Thank you all for taking time out to reply - I do really appreciate it.

OP posts:
Stealthpolarbear · 23/04/2015 11:19

what's the betting his solution involves his au pair providing your childcare :o

isla2009 · 23/04/2015 11:24

Honestly - that would not surprise me!! He's so desperate for me to do this as it directly reflects on him - I did it in the past when I worked 5 days and got great feedback hence why he's so desperate for me to be involved again.

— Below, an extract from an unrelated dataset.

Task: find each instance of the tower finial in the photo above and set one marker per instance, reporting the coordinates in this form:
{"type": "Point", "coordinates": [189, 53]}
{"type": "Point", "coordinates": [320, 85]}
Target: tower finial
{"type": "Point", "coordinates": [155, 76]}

But there is zero benefit for me - I won't get a bonus or a promotion because of it. I'll be lucky if I get a thank you at the end of it. I've sacrificed so much for work the last few years that I've reached the end of my tether and am finally financially in a position to be able to put my children first and they're still trying to take that away from me!

OP posts:
MissMuesli · 23/04/2015 11:25

Unison is a union which I think is for any trade/ area of work. Then there are also more specific unions like GMB for care workers etc. So maybe google "union your trade" and see if there are any industry specific unions that you could join.

Sidge · 23/04/2015 11:30

You are so not being unreasonable.

However I would avoid saying you can't work because of childcare issues or anything like that as no doubt they'll start proposing solutions to those issues.

Just keep it neutral and you don't need to give personal reasons; reiterate over and over - no I can not work those days but am willing to do anything that can be covered on my usual days of work. It's difficult but repeat, repeat, repeat.

Cluesue · 23/04/2015 11:33

Unless there is a bonus or promotion on offer(assuming you'd even reconsider if there was) just repeat again"no,sorry,not possible"and maybe explain the constant pressure is affecting you

isla2009 · 23/04/2015 11:40

Hmm I see your point re not mentioning childcare. But then I feel like I'm just saying no for no good reason and I'm being selfish in not putting the business needs first. I feel like I need to justify why I can't do it. Argh I should be studying and I'm stressing and wasting time on this!

OP posts:
isla2009 · 23/04/2015 11:42

Think I just need to toughen up - let the battle of wills commence. Thank you all for your advice - it is very reassuring knowing I am not being unreasonable as I was doubting myself!